那個地產商不知道是買好還是不買好,他害怕這又是一個圈套,舉棋不定的時候去段思協的酒吧買醉,於是被段思協從他嘴裡套出了這些內容。
當時邵雨沒有放在心上,現在想想,學校專門負責這一塊的陳凌雪肯定是脫不了干係。
把那個地產商按上一個路人甲的身份,邵雨憑著自己的三寸不爛之舌將這段原本平靜無比的經歷講成了自己在黑道搏殺中從某某幫派內部探聽到的訊息,說得有鼻子有眼,其中他一人單挑對方十幾個拿刀的暴徒,然後身負重傷的那一段聽得陳凌雪面色刷白,急忙退到邵雨幾步遠的地方。
反正你陳凌雪是正經人,肯定不會和黑道扯上關係,邵雨也就不怕她去核實。
“這件事真的是你從黑道上聽到的訊息?”陳凌雪艱難地嚥了口口水,臉色依舊不大好看,看樣子這件事的影響已經超出了她的想象了。

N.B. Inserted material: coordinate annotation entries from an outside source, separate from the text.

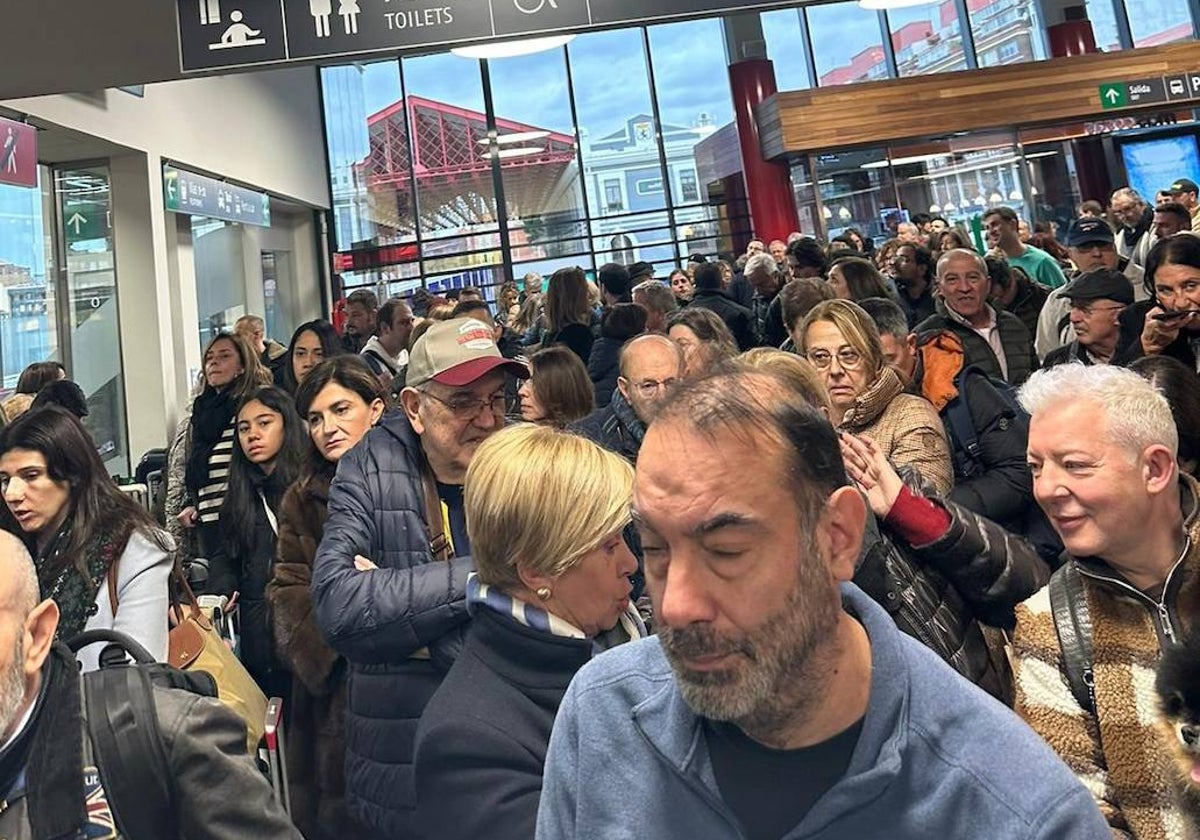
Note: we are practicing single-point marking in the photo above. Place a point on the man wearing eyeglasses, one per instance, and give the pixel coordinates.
(1091, 246)
(1097, 299)
(390, 574)
(651, 366)
(993, 340)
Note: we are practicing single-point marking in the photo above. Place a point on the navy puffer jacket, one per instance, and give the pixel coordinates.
(399, 625)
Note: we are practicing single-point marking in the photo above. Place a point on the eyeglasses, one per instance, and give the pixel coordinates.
(648, 388)
(1089, 309)
(467, 408)
(847, 359)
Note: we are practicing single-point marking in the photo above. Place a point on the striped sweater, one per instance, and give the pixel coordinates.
(1116, 753)
(211, 495)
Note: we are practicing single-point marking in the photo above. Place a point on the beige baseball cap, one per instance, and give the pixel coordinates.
(456, 353)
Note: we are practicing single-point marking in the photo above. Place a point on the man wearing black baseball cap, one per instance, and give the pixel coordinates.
(1096, 300)
(1185, 191)
(1091, 246)
(390, 575)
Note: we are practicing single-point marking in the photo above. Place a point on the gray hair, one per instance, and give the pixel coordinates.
(24, 593)
(961, 253)
(1137, 413)
(657, 297)
(761, 262)
(1129, 193)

只是可惜她不知道這一切都是邵雨這個有事沒事就喜歡無聊編故事的的人亂說的。
“自然是真的。”邵雨又把自己的衣服扯開,露出裡面貌似浴血的繃帶,“這就是那次大戰受的傷。”
有傷為證,這可信度自然就上升了幾分,陳凌雪面色凝重點點頭。
“對了陳部長,有件事我想你應該需要知道下。”邵雨神神祕祕把頭探過來。
說實話陳凌雪從心底有些害怕邵雨的,就像是普通市民都有些畏懼黑社會一樣,見邵雨湊過來,身子本能地往後縮了縮。
“怕什麼,我又沒有凶器。”邵雨講完立刻發現不對,男人怎麼能說自己沒有凶器,於是急忙改口,“我有凶器對你也沒興趣。”